Ralph Felton
- Felton in 1960

No. 45, 57
- Positions: Linebacker, fullback, placekicker

Personal information
- Born: May 21, 1932 Midway, Pennsylvania, U.S.
- Died: January 22, 2011 (aged 78) Midway, Pennsylvania, U.S.
- Listed height: 5 ft 11 in (1.80 m)
- Listed weight: 210 lb (95 kg)

Career information
- High school: Midway
- College: Maryland (1950–1953)
- NFL draft: 1954 (4th round, 39th overall pick)

Career history
- Washington Redskins (1954–1957); Pittsburgh Steelers (1958)*; Washington Redskins (1958–1960); Buffalo Bills (1961-1962);
- * Offseason or practice squad member only

Awards and highlights
- National champion (1953); First-team All-ACC (1953);

Career NFL/AFL statistics
- Interceptions: 7
- Fumble recoveries: 7
- Extra points: 16-of-17
- Field Goals: 1-of-2
- Stats at Pro Football Reference

= Ralph Felton =

American football player (1932–2011)

Ralph Dwain "Rass" Felton (May 21, 1932 – January 22, 2011) was an American football player.
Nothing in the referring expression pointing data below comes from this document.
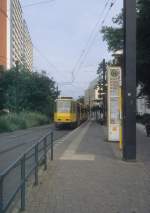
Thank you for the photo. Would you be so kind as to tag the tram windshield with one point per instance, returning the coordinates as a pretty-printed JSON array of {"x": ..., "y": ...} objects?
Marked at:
[{"x": 63, "y": 106}]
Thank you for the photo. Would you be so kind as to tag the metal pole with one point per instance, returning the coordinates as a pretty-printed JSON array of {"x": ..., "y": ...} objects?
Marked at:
[
  {"x": 1, "y": 194},
  {"x": 45, "y": 153},
  {"x": 23, "y": 183},
  {"x": 36, "y": 165},
  {"x": 52, "y": 139},
  {"x": 129, "y": 81},
  {"x": 104, "y": 95}
]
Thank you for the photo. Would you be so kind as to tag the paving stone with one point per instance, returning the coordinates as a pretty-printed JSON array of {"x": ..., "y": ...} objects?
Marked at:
[{"x": 103, "y": 184}]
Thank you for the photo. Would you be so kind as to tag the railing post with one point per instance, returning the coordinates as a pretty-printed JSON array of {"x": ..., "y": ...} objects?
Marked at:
[
  {"x": 23, "y": 183},
  {"x": 1, "y": 194},
  {"x": 45, "y": 153},
  {"x": 36, "y": 165},
  {"x": 52, "y": 139}
]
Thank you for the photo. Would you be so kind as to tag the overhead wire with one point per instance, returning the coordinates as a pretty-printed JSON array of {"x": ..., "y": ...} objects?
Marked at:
[
  {"x": 89, "y": 39},
  {"x": 38, "y": 3},
  {"x": 91, "y": 44}
]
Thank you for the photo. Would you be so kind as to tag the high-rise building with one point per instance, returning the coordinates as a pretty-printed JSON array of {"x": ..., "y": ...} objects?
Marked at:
[
  {"x": 16, "y": 42},
  {"x": 3, "y": 33}
]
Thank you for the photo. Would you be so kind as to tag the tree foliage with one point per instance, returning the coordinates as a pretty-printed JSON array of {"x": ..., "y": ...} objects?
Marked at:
[
  {"x": 114, "y": 38},
  {"x": 23, "y": 90}
]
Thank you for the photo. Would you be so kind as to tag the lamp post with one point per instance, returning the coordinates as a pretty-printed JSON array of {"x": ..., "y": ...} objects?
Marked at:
[{"x": 129, "y": 81}]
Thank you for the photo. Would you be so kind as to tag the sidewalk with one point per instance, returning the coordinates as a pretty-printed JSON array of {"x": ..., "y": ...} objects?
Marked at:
[{"x": 88, "y": 176}]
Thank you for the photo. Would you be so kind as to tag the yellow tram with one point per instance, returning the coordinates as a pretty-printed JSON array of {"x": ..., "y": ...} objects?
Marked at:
[{"x": 69, "y": 112}]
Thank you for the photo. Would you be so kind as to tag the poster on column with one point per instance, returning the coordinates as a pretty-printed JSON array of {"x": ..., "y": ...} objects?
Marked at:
[{"x": 114, "y": 82}]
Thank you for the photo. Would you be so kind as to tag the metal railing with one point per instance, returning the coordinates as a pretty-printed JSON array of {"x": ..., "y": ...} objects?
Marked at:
[{"x": 13, "y": 180}]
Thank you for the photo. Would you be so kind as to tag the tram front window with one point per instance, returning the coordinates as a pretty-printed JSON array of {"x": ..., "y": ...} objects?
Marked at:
[{"x": 63, "y": 106}]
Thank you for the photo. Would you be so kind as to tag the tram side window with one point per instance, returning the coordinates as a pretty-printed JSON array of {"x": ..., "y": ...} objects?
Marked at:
[{"x": 63, "y": 106}]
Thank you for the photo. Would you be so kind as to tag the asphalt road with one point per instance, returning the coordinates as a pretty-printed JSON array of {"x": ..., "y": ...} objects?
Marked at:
[{"x": 12, "y": 145}]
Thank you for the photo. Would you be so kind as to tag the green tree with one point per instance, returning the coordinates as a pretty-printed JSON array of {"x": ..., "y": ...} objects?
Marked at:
[{"x": 23, "y": 90}]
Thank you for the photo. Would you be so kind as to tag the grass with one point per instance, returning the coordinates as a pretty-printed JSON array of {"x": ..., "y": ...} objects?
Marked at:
[{"x": 22, "y": 120}]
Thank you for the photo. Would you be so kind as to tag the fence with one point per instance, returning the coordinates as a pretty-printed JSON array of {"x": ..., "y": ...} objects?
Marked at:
[{"x": 13, "y": 180}]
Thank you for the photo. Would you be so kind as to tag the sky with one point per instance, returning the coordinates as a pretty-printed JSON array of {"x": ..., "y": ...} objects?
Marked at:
[{"x": 61, "y": 35}]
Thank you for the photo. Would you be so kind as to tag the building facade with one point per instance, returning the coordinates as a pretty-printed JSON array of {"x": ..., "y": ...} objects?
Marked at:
[
  {"x": 3, "y": 33},
  {"x": 18, "y": 44}
]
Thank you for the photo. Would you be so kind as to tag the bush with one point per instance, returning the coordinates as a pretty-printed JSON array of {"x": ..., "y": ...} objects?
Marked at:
[{"x": 22, "y": 120}]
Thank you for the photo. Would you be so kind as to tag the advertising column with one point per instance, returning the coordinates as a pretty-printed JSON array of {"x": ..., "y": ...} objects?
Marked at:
[{"x": 114, "y": 106}]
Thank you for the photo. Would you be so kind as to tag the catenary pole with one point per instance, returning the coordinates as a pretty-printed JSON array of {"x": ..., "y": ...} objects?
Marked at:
[{"x": 129, "y": 81}]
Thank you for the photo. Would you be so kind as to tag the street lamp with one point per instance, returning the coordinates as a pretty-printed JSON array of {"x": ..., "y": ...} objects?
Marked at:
[{"x": 129, "y": 81}]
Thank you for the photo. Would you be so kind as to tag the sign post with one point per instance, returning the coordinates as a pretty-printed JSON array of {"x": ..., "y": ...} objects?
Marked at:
[{"x": 129, "y": 81}]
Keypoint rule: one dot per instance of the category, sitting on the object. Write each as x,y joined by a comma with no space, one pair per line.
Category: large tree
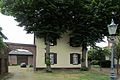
117,52
89,22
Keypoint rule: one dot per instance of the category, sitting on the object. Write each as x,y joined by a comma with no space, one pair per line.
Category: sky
16,34
13,32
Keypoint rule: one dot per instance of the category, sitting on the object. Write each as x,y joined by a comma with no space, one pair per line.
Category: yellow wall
62,49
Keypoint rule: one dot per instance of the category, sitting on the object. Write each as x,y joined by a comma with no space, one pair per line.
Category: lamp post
112,31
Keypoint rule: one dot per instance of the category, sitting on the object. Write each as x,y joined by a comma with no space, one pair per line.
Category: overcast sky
13,32
17,34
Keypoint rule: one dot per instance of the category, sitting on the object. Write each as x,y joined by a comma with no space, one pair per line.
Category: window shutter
55,58
79,58
71,58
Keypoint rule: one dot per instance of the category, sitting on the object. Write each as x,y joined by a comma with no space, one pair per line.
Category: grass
72,75
17,73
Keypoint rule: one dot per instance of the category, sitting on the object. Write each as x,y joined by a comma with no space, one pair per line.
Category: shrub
105,63
94,62
30,65
84,69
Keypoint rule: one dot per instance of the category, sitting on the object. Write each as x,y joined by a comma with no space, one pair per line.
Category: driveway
17,73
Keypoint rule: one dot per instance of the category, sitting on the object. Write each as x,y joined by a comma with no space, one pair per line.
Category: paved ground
17,73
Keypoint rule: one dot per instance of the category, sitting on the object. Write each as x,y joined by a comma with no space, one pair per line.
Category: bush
84,69
105,63
30,65
94,62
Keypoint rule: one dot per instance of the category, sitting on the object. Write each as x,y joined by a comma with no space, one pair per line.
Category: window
53,58
74,58
52,42
74,42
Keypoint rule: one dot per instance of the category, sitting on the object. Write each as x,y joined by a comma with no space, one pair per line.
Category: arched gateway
29,47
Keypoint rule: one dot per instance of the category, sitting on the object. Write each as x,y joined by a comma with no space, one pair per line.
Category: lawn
17,73
73,75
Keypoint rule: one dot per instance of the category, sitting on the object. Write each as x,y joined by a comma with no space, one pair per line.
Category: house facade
62,55
17,57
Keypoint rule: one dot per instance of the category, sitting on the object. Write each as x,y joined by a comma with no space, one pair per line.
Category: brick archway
29,47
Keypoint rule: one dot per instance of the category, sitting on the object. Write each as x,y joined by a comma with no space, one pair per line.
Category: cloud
13,32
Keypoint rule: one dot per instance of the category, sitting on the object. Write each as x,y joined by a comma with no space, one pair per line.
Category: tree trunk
117,66
48,64
84,50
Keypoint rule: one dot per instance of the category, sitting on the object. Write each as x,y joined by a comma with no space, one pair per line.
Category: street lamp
112,31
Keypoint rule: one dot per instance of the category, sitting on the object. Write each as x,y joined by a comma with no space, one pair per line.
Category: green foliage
117,48
2,44
84,69
105,63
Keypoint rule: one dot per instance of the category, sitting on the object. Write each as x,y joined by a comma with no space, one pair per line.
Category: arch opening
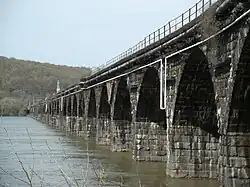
92,104
104,111
239,114
57,107
81,105
122,106
74,111
69,106
148,107
64,107
195,103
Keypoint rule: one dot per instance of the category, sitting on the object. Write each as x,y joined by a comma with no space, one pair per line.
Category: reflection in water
59,159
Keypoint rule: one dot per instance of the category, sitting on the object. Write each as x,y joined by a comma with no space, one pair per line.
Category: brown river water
57,159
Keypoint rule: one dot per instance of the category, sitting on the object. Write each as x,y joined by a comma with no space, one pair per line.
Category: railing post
159,34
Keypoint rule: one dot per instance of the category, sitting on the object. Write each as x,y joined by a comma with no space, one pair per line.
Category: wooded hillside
20,80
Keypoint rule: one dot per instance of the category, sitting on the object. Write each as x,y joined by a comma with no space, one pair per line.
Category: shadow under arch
74,112
239,114
104,110
92,104
122,118
195,103
103,121
148,107
81,104
64,106
69,112
122,105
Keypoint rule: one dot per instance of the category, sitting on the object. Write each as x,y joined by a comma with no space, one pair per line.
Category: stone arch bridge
180,96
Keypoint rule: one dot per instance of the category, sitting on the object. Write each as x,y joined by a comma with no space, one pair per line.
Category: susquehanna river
57,159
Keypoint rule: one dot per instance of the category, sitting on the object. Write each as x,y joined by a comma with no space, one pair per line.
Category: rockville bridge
180,96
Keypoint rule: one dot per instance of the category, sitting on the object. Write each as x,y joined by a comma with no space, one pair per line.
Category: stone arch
195,103
104,110
239,113
74,111
148,106
122,105
92,104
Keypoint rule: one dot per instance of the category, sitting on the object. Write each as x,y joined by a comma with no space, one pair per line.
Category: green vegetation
21,80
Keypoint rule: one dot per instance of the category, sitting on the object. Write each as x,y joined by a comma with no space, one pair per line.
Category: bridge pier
150,141
103,131
120,135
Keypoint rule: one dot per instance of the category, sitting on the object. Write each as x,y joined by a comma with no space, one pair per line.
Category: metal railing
159,34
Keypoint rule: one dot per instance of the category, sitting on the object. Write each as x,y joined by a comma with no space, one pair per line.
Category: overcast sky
80,32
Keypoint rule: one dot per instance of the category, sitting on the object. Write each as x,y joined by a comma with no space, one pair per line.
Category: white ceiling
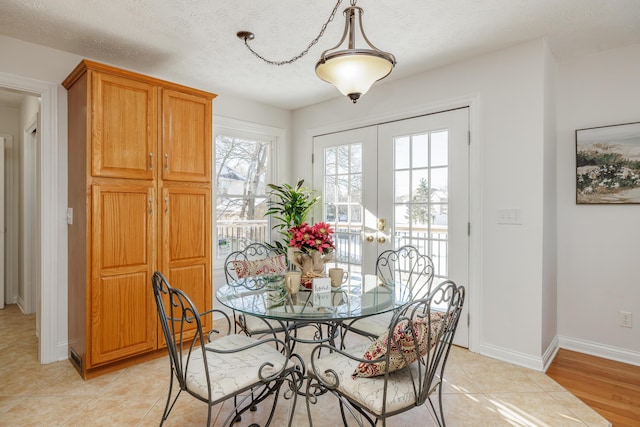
194,42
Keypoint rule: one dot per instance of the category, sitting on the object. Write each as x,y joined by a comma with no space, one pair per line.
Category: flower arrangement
310,248
317,237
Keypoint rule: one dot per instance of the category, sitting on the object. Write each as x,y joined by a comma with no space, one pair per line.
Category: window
244,165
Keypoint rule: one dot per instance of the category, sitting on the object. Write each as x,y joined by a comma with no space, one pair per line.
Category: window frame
276,137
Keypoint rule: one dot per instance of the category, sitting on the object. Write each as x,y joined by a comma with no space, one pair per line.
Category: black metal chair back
406,265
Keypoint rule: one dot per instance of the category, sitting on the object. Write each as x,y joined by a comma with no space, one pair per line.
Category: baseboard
600,350
62,351
550,354
522,359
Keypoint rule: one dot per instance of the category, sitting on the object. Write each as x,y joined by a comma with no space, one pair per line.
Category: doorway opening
51,250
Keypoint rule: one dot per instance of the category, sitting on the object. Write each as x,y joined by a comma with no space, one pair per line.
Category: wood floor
610,388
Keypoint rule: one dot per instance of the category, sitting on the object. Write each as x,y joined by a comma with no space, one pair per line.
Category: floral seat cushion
403,346
272,266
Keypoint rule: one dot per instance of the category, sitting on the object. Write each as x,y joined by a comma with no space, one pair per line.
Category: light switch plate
509,216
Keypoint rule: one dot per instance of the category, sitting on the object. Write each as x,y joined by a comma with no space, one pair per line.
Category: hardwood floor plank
611,388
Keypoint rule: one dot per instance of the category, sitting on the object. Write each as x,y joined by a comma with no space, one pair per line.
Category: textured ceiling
194,42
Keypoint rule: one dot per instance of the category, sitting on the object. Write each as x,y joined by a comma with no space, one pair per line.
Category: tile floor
479,391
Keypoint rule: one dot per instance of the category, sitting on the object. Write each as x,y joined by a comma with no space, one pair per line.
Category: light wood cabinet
140,189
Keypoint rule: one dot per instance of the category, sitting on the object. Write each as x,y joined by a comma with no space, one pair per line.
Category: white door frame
2,223
29,228
53,236
11,208
474,296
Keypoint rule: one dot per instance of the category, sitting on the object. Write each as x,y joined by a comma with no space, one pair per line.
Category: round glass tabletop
268,298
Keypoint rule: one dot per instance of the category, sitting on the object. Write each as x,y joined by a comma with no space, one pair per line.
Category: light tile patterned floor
479,391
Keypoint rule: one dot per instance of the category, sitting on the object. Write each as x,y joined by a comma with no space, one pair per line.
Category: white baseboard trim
62,351
550,354
600,350
521,359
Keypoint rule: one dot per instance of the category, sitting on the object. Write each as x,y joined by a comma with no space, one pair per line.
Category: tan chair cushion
228,372
403,346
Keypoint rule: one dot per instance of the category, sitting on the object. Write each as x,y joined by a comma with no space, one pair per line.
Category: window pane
330,161
241,166
420,185
402,186
420,151
356,158
343,159
401,152
439,148
241,176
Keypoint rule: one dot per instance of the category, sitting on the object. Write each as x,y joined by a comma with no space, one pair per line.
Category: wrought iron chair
216,369
405,266
400,370
241,269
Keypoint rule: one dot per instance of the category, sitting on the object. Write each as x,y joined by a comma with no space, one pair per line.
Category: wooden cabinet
140,188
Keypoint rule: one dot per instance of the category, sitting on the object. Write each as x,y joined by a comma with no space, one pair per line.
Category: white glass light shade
354,71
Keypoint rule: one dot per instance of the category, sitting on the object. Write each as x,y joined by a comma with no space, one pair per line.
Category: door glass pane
421,195
343,203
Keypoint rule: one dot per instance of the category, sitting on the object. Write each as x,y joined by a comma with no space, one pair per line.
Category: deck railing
431,241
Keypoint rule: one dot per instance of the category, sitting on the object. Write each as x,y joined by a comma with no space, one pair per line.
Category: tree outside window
242,172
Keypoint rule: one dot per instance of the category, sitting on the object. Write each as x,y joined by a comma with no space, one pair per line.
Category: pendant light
352,70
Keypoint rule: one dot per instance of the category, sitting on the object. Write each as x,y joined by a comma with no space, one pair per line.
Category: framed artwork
608,164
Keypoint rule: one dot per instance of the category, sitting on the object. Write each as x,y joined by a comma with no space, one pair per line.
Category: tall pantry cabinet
140,190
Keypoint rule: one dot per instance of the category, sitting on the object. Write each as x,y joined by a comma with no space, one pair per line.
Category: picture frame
608,164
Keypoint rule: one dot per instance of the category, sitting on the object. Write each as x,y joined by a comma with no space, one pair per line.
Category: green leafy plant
289,206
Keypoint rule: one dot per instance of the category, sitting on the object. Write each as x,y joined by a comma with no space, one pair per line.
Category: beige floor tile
108,410
42,411
477,391
533,409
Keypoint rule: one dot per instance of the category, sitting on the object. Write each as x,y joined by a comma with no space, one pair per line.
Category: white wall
549,212
43,64
508,142
598,246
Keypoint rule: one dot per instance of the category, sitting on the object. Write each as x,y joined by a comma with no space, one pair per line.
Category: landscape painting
608,164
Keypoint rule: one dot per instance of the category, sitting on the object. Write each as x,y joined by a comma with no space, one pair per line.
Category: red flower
316,237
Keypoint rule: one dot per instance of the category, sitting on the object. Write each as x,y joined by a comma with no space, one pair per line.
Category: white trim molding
600,350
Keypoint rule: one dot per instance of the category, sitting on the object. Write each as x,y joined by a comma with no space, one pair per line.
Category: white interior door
2,223
399,183
346,177
423,193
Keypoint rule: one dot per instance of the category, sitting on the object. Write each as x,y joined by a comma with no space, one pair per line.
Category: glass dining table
268,299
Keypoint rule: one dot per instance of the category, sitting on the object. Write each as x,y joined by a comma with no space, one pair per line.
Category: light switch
509,216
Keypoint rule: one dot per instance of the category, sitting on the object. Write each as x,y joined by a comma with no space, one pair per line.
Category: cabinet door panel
186,242
124,131
186,137
123,313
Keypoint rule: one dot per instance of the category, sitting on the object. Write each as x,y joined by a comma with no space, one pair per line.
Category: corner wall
598,247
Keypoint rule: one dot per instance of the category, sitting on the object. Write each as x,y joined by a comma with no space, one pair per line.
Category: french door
395,184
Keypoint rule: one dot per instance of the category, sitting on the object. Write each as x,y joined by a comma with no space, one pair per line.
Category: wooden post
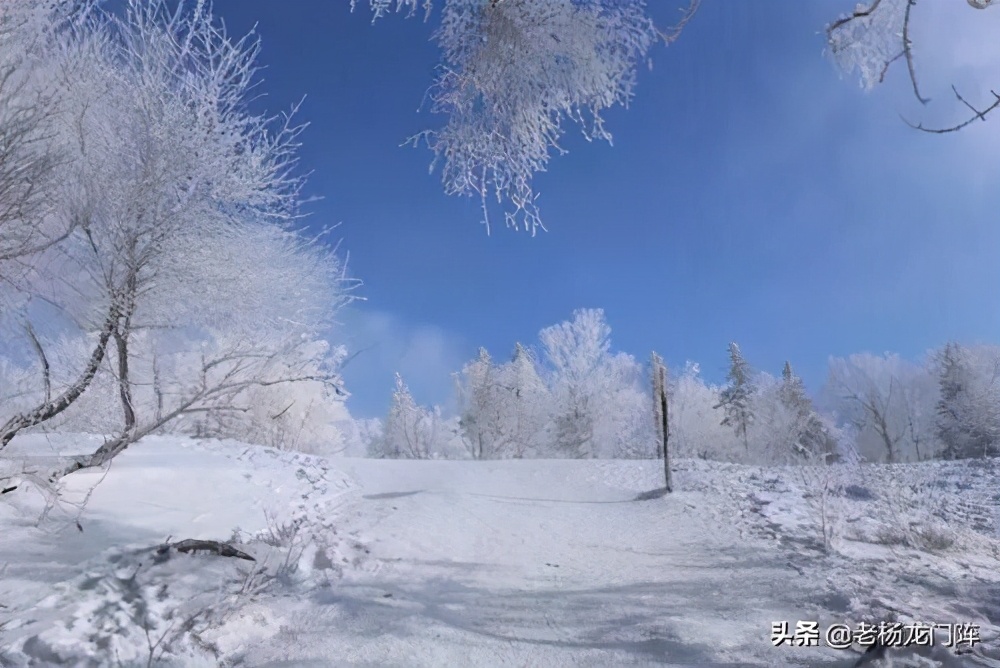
662,416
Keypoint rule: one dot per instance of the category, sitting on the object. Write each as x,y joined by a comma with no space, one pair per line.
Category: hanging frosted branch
874,36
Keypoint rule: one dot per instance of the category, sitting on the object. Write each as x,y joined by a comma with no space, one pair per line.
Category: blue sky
752,194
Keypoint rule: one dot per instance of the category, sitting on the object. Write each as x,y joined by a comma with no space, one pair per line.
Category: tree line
573,397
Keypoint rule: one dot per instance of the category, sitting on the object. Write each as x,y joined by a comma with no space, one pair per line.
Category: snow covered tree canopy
513,73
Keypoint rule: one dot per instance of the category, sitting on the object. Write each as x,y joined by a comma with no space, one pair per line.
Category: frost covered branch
873,37
513,74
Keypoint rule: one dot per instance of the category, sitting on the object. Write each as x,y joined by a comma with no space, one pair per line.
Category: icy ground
520,563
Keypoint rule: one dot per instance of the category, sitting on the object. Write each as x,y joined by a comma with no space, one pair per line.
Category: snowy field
491,563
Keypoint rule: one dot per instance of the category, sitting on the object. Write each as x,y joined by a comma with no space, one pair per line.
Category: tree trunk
49,409
661,417
124,383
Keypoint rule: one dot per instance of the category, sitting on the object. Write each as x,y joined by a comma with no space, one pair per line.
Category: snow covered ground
495,563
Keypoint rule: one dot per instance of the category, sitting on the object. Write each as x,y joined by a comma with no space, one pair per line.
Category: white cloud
425,355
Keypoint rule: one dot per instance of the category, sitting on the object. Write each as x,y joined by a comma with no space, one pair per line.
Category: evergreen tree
479,409
963,423
736,399
811,435
405,431
525,403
Felton played college football at the University of Maryland at College Park and was drafted in the fourth round of the 1954 NFL draft. He was a linebacker in the National Football League (NFL) for the Washington Redskins and in the American Football League (AFL) for the Buffalo Bills.

==Biography==

Ralph Felton was born May 21, 1932, in Midway, Pennsylvania. He attended Midway High School, where he was a star multi-sport athlete, playing center on the basketball team, first base on the baseball team, and halfback on the football team.